Pectus Carinatum (Pigeon Chest)

What are the signs and symptoms of Pectus Carinatum (Pigeon Chest)?

Pectus carinatum is usually noticed during a growth spurt between 12 and 14 years of age. It may not have any physical symptoms. Some patients complain of pain over the area where the cartilage is pushing on the breastbone. Symptoms improve with treatment. Some patients are very self-conscious because of the appearance of the pectus carinatum deformity. Correction of the deformity may play a significant role in improving the self-esteem of some patients.

This condition is more common in boys, and tends to worsen in severity with age and during growth spurts that occur in late childhood and adolescence.

How is Pectus Carinatum (Pigeon Chest) diagnosed?

To diagnose pectus carinatum, your child’s provider will do a detailed physical examination.

What are the causes of Pectus Carinatum (Pigeon Chest)?

While the cause of this abnormality is unknown, the fact that it may occur in families suggests that genetics may play a role. Pectus carinatum may be associated with some inherited connective tissue disorders such as Marfan syndrome, homocystinuria and Ehlers-Danlos syndrome.

We are one of only a few centers in the United States with a clinic offering the Dynamic Compression Bracing System.

How is Pectus Carinatum (Pigeon Chest) treated?

Bracing

Most children can be treated for pectus carinatum with bracing. The brace gently helps push the breastbone and remold the chest by applying measured, gentle pressure.  In a small percentage of children and when bracing is unsuccessful, an operation to correct the position of the breastbone is recommended. There are several types of bracing.  A Trulife® Circular Brace or a customized brace called a Dynamic Compression Brace.

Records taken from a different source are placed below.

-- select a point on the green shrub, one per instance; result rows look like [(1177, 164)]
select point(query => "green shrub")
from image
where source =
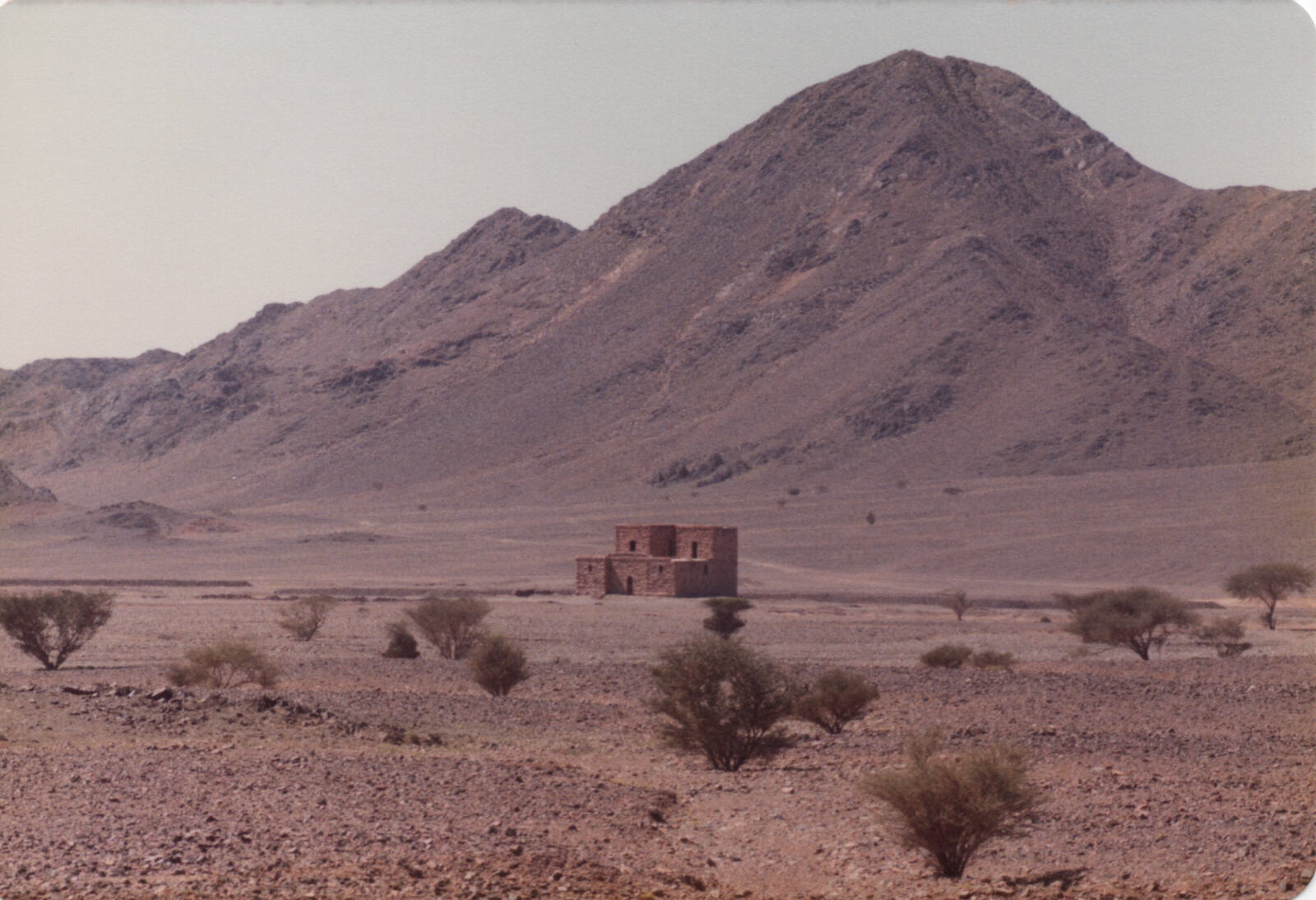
[(52, 627), (835, 699), (1269, 583), (724, 621), (1136, 617), (304, 616), (451, 624), (951, 807), (948, 656), (721, 699), (993, 660), (401, 645), (1223, 634), (498, 665), (227, 663), (958, 603)]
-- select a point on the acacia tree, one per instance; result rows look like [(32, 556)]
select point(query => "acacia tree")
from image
[(304, 616), (949, 807), (451, 624), (958, 603), (721, 699), (725, 621), (1269, 583), (53, 625), (1136, 617)]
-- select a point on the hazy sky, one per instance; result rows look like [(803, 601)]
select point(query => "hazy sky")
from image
[(166, 169)]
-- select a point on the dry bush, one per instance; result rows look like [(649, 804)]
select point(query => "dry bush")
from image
[(1223, 634), (1270, 583), (721, 699), (53, 625), (401, 645), (958, 603), (227, 663), (949, 807), (498, 665), (948, 656), (724, 621), (303, 617), (1136, 617), (451, 624), (835, 699), (993, 660)]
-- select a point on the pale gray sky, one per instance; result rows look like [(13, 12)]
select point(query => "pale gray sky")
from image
[(166, 169)]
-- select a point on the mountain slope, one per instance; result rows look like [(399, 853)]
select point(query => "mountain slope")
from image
[(924, 266)]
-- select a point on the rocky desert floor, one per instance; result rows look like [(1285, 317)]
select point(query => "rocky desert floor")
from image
[(361, 777)]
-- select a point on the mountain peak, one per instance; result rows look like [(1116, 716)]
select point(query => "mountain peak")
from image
[(503, 239)]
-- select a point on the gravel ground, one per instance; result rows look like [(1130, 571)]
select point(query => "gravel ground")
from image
[(359, 777)]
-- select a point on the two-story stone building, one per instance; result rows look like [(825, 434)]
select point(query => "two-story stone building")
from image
[(671, 561)]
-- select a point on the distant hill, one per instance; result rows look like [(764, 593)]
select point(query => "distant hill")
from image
[(924, 267), (15, 491)]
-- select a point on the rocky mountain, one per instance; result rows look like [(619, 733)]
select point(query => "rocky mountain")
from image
[(15, 491), (924, 267)]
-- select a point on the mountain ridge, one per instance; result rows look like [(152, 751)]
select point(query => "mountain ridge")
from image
[(920, 266)]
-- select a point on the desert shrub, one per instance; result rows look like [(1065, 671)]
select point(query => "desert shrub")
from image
[(498, 665), (724, 620), (947, 656), (227, 663), (401, 645), (958, 603), (1269, 583), (835, 699), (303, 617), (993, 660), (1223, 634), (721, 699), (949, 807), (1136, 617), (451, 624), (53, 625)]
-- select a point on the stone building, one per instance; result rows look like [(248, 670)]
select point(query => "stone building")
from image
[(670, 561)]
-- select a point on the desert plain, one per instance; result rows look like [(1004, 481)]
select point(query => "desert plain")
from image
[(359, 777)]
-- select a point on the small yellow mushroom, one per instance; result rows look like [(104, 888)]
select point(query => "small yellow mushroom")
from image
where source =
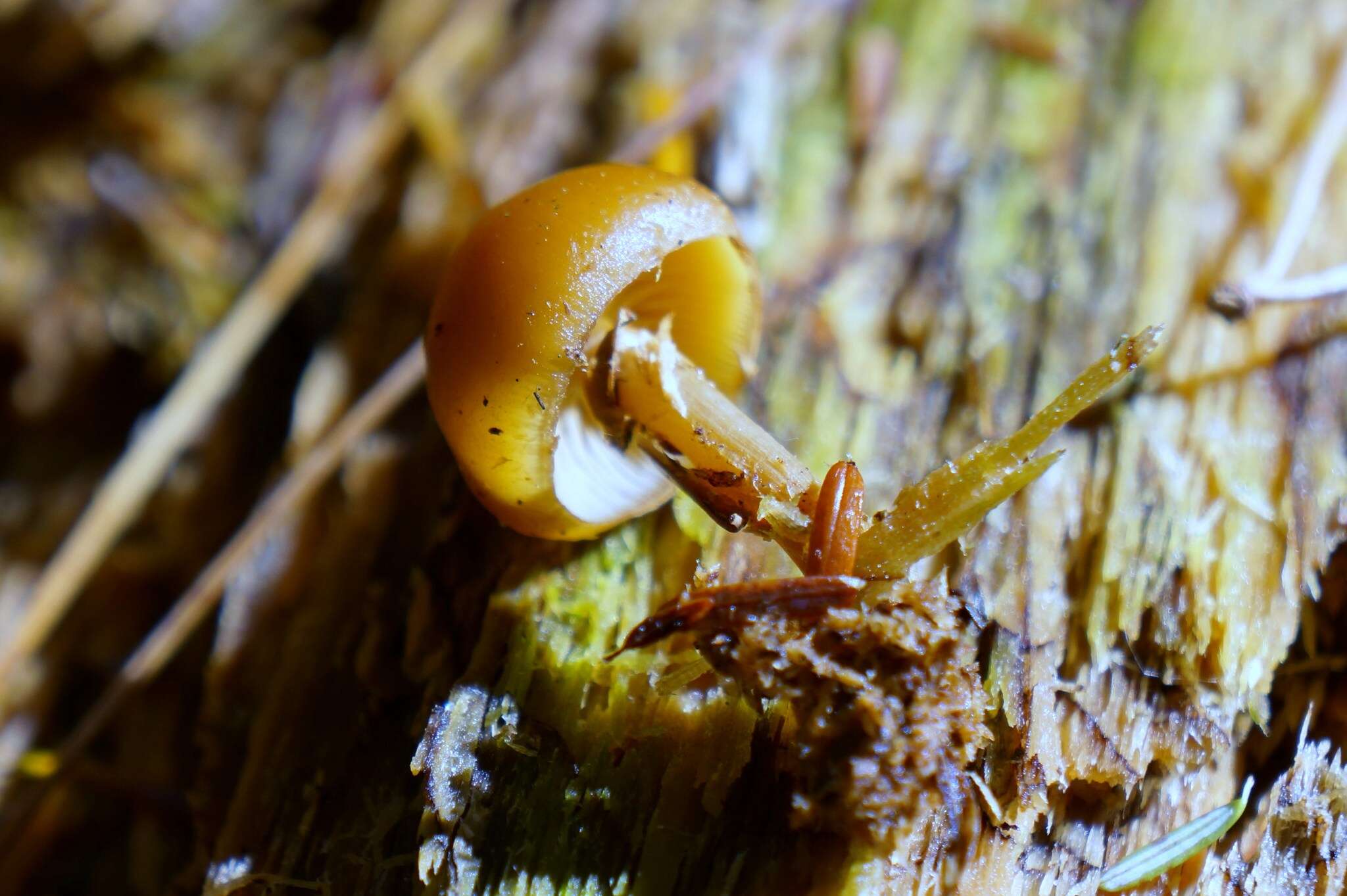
[(523, 370)]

• The Circular Brace - This type of brace is an off-the-shelf brace that is not customized.  The affected area must be centrally located for this brace to have optimum results.
• Dynamic Compression Brace - This brace is designed with front compression plates anchored to bars that encircle the chest, and is custom-fabricated based upon measurements of your child’s chest. It may be worn over a thin shirt, and hidden under regular clothing. Our center is one of the few in the United States with a dedicated team that has been trained to complete the customized measurements of the chest, supply the brace and provide follow up.

Your child must wear the brace for at least 10 hours a day and treatment can last between six to 20 months. During regular check-ups at our Pectus Clinic, the brace will be adjusted for comfort and compression. Initially, your child will wear the brace for a few hours a day, with that time gradually increasing to a minimum of 10 to 12 hours a day. As the chest begins to reach the desired shape, the wear time will then gradually decrease to retainer mode.

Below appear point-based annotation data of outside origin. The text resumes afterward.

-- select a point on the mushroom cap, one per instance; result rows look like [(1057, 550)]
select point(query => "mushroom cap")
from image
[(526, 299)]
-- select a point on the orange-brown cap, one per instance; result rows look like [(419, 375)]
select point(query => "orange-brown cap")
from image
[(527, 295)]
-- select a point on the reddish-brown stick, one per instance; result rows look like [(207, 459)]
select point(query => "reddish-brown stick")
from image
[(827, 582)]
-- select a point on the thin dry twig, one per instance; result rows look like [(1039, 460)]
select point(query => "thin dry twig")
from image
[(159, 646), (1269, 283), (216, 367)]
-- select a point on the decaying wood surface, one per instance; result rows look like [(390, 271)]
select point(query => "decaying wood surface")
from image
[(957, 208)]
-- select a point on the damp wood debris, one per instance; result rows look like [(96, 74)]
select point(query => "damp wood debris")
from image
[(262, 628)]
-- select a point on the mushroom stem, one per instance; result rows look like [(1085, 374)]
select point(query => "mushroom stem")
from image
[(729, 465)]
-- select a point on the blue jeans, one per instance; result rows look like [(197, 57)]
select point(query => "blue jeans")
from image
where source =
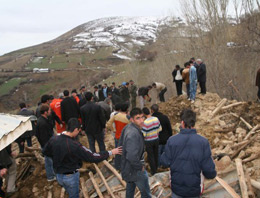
[(49, 168), (188, 90), (177, 196), (258, 93), (160, 152), (70, 183), (116, 142), (99, 137), (142, 183), (193, 89)]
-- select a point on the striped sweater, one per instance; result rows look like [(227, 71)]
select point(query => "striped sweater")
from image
[(151, 129)]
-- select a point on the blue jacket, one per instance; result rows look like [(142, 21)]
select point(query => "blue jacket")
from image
[(193, 75), (188, 154)]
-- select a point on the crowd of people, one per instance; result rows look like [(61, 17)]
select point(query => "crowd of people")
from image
[(107, 108)]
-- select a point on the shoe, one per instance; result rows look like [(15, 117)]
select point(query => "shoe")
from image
[(50, 180)]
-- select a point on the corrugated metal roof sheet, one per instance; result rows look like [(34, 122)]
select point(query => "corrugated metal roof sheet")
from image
[(12, 127)]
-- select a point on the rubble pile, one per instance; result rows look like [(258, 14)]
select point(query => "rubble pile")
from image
[(231, 127)]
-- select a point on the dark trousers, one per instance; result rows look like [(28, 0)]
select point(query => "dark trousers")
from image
[(258, 93), (161, 94), (203, 87), (188, 90), (178, 84), (92, 138), (152, 154)]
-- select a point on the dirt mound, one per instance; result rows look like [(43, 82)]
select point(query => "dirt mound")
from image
[(231, 127)]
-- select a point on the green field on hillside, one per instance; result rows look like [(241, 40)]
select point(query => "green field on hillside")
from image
[(5, 88)]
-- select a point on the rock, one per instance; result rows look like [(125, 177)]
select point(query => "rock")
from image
[(222, 123), (241, 131), (223, 163), (216, 140)]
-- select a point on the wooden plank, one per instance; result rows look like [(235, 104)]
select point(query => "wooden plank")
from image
[(250, 188), (95, 185), (241, 177), (84, 188), (104, 180), (230, 190), (219, 188), (252, 131), (115, 172)]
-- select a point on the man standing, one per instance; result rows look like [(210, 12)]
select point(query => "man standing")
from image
[(132, 160), (67, 155), (28, 134), (44, 131), (106, 108), (186, 78), (55, 106), (93, 121), (46, 99), (257, 83), (193, 82), (69, 107), (143, 93), (124, 92), (202, 76), (161, 89), (120, 120), (166, 131), (188, 155), (132, 91), (177, 78), (8, 166), (82, 92), (151, 130)]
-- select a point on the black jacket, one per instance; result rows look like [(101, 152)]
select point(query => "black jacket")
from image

It is important to understand that best results come when a child wears the brace consistently and according to directions.

Surgery

• The Ravitch procedure –This surgical procedure is for older children and adolescents and is performed when bracing has not been successful or not possible due to chest wall deformity.

The procedure requires an incision across the chest. The surgeon will remove the abnormal rib cartilage between the boney ribs and the breast bone which allow the breast bone to be placed into its normal position. An absorbable strut will be placed in your child's chest to keep the breast bone in place until the cartilage can regrow.